When run without the vacuum option, the column-level metadata is recomputed for each column in the specified table. OmniSci Core makes heavy use of metadata to optimize query plans, so optimizing table metadata can increase query performance after metadata widening operations such as updates or deletes. OmniSci Core does not narrow metadata during an update or delete — metadata is only widened to cover a new range.

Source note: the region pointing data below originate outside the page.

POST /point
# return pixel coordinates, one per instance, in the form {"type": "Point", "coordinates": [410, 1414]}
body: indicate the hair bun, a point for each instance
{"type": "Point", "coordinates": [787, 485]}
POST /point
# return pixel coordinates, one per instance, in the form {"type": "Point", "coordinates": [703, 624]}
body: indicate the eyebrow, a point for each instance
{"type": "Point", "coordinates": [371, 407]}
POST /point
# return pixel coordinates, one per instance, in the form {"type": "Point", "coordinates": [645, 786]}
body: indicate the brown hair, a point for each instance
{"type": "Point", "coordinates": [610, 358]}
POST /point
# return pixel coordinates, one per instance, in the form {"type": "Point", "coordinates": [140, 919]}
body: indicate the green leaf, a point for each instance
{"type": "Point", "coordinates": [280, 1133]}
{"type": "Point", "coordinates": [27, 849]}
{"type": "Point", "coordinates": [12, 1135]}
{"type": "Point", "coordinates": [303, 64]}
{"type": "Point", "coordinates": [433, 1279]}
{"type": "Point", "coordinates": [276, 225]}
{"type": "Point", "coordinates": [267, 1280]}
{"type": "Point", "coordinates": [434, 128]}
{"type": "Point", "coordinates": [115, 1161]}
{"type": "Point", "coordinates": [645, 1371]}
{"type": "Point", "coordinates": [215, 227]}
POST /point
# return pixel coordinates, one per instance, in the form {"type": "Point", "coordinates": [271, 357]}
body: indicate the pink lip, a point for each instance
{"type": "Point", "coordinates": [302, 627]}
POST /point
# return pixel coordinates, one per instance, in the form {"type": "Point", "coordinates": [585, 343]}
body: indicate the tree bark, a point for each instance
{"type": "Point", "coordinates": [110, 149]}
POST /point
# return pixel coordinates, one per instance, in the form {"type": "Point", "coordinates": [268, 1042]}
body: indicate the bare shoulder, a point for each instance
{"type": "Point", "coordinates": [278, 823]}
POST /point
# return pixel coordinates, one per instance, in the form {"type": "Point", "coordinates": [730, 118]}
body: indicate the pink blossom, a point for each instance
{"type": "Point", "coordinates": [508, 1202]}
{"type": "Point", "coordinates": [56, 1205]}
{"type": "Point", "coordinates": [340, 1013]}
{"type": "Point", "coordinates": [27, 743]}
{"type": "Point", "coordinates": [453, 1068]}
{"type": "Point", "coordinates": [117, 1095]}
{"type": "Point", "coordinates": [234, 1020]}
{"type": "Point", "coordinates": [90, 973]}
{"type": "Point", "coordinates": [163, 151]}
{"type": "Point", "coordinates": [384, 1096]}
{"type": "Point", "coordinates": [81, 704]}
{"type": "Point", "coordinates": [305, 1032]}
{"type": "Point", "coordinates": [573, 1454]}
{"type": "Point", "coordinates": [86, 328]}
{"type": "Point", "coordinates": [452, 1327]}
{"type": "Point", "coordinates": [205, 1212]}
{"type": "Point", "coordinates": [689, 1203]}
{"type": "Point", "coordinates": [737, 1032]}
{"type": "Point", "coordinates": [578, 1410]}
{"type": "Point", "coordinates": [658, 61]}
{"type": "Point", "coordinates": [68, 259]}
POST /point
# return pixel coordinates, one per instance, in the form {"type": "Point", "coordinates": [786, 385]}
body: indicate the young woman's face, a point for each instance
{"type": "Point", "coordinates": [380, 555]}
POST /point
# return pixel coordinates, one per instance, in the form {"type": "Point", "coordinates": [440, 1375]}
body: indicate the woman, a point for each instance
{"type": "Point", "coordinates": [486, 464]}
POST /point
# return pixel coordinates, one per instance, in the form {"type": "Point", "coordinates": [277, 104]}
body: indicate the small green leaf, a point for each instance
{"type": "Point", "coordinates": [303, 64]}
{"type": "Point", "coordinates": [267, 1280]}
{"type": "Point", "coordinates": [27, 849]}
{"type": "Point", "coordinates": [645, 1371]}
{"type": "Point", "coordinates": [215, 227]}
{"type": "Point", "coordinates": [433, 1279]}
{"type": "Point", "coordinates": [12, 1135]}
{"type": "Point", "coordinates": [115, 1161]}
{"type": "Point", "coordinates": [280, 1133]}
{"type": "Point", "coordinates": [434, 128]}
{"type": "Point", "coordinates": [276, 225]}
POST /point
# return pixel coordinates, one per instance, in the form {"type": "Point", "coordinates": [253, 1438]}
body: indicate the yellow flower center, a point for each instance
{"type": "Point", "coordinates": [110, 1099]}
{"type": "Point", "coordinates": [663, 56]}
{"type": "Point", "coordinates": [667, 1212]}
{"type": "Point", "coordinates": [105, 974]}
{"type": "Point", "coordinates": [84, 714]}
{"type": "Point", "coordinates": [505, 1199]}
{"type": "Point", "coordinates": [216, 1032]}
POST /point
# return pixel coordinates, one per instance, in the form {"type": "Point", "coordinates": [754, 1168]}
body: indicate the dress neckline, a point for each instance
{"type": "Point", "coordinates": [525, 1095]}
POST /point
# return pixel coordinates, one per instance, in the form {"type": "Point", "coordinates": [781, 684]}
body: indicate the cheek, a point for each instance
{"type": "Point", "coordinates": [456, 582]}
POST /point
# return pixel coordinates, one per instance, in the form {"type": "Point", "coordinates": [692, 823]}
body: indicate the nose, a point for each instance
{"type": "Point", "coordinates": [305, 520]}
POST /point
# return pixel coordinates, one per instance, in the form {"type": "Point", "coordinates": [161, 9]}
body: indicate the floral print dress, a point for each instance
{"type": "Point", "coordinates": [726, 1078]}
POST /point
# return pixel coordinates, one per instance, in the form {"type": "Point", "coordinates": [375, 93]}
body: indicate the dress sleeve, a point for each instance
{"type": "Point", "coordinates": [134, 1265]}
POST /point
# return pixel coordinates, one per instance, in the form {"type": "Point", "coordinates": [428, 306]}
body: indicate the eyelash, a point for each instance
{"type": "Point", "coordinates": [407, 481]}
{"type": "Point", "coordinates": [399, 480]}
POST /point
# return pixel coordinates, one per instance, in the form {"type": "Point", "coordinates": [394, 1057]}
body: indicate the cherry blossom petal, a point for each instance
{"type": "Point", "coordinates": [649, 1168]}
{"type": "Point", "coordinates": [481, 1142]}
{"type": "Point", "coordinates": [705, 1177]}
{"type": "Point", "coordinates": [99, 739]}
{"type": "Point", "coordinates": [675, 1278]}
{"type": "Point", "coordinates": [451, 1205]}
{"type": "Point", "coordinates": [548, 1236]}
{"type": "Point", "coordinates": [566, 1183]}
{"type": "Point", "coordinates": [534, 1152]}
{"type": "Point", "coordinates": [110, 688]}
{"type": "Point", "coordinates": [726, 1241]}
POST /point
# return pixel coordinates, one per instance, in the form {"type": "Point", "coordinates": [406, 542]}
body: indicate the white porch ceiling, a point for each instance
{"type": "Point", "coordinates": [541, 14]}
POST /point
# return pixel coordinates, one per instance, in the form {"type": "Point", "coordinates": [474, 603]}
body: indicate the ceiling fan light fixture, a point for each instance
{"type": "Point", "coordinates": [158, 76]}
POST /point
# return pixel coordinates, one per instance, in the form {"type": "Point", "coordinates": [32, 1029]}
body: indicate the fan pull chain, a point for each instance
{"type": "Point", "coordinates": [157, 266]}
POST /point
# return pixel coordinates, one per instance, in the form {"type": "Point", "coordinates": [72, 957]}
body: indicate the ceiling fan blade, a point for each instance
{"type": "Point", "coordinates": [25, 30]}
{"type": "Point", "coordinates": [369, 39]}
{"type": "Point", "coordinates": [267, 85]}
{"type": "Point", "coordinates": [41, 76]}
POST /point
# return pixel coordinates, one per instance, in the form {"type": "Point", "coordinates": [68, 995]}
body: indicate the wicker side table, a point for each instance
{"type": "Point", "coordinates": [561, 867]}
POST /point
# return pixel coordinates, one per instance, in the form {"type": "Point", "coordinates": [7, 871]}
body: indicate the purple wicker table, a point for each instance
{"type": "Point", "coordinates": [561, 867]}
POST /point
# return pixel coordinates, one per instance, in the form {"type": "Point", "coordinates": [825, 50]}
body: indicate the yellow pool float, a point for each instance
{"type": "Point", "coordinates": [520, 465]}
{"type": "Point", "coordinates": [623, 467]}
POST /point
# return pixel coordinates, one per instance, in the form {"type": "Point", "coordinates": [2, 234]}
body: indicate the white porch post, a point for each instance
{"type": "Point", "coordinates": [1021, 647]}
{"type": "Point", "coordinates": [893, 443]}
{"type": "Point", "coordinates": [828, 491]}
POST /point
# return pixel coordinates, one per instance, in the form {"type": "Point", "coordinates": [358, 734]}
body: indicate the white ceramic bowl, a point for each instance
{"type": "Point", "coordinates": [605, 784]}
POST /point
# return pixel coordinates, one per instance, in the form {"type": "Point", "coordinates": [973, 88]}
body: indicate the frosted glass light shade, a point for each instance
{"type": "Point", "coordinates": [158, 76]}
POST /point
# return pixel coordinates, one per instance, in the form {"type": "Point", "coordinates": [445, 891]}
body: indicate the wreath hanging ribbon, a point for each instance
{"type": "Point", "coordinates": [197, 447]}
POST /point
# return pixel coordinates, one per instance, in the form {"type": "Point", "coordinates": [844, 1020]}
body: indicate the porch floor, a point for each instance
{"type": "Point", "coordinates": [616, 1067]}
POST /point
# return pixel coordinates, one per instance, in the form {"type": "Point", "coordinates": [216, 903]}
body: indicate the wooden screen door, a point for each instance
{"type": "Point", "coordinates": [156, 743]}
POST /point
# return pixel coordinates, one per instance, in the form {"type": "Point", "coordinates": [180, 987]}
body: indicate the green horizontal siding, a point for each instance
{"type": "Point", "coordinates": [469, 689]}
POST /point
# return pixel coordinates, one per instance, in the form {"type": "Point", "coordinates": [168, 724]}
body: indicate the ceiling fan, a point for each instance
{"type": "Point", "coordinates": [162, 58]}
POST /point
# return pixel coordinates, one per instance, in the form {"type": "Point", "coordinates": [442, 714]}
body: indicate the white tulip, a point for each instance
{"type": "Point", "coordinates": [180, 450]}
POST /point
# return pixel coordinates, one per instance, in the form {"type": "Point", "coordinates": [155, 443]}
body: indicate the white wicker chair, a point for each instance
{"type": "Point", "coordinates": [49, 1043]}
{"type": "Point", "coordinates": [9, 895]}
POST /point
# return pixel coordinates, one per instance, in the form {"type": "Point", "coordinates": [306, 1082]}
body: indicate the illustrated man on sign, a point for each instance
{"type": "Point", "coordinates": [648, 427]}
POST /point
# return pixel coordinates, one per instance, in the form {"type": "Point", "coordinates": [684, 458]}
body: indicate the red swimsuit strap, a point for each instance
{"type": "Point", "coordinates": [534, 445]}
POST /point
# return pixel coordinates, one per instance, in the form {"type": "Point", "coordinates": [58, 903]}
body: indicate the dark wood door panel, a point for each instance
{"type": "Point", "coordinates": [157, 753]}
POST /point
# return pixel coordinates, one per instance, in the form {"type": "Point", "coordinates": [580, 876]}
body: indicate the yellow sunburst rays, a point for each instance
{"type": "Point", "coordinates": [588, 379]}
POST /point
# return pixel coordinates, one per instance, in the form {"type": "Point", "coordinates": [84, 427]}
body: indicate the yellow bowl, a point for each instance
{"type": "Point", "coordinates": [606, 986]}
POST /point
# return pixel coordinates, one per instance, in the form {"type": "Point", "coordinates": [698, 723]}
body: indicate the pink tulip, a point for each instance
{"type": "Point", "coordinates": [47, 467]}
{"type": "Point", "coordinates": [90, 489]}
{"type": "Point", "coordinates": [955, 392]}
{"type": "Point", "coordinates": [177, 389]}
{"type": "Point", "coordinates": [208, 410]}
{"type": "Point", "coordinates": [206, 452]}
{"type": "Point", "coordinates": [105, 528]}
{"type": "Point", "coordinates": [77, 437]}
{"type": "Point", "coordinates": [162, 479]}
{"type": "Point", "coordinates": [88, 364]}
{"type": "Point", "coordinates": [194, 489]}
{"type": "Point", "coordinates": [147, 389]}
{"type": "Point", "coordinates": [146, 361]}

When run with the vacuum option, it removes any rows marked "deleted" from the data stored on disk. Vacuum is a checkpointing operation, so new copies of any vacuum records are deleted. OmniSci Core currently does not remove old (pre-checkpoint) fragments after vacuuming, so you might notice your data directory growing.
VALIDATE CLUSTER
VALIDATE CLUSTER [WITH (REPAIR_TYPE = ['NONE' | 'REMOVE'])];
Perform checks and report discovered issues on a running OmniSci cluster. Compare metadata between the aggregator and leaves to verify that the logical components between the processes are identical.
Examples
If VALIDATE CLUSTER
detects issues, it returns a report similar
to the following:
mapd@thing3 ~]$ /mnt/gluster/dist_mapd/mapd-sw2/bin/mapdql -p HyperInteractive User mapd connected to database mapd omnisql> validate cluster; Result Node Table Count =========== =========== Aggregator 1116 Leaf 0 1114 Leaf 1 1114 No matching table on Leaf 0 for Table cities_dtl_POINTS table id 56 No matching table on Leaf 1 for Table cities_dtl_POINTS table id 56 No matching table on Leaf 0 for Table cities_dtl table id 80 No matching table on Leaf 1 for Table cities_dtl table id 80 Table details don't match on Leaf 0 for Table view_geo table id 95 Table details don't match on Leaf 1 for Table view_geo table id 95
If no issues are detected, it will report as follows:
Cluster OK
You can include the WITH(REPAIR_TYPE)
argument.
(REPAIR_TYPE='NONE')
is the same as running the command with no
argument. (REPAIR_TYPE='REMOVE')
removes any leaf
objects that have issues. For example:
VALIDATE CLUSTER WITH (REPAIR_TYPE = 'REMOVE');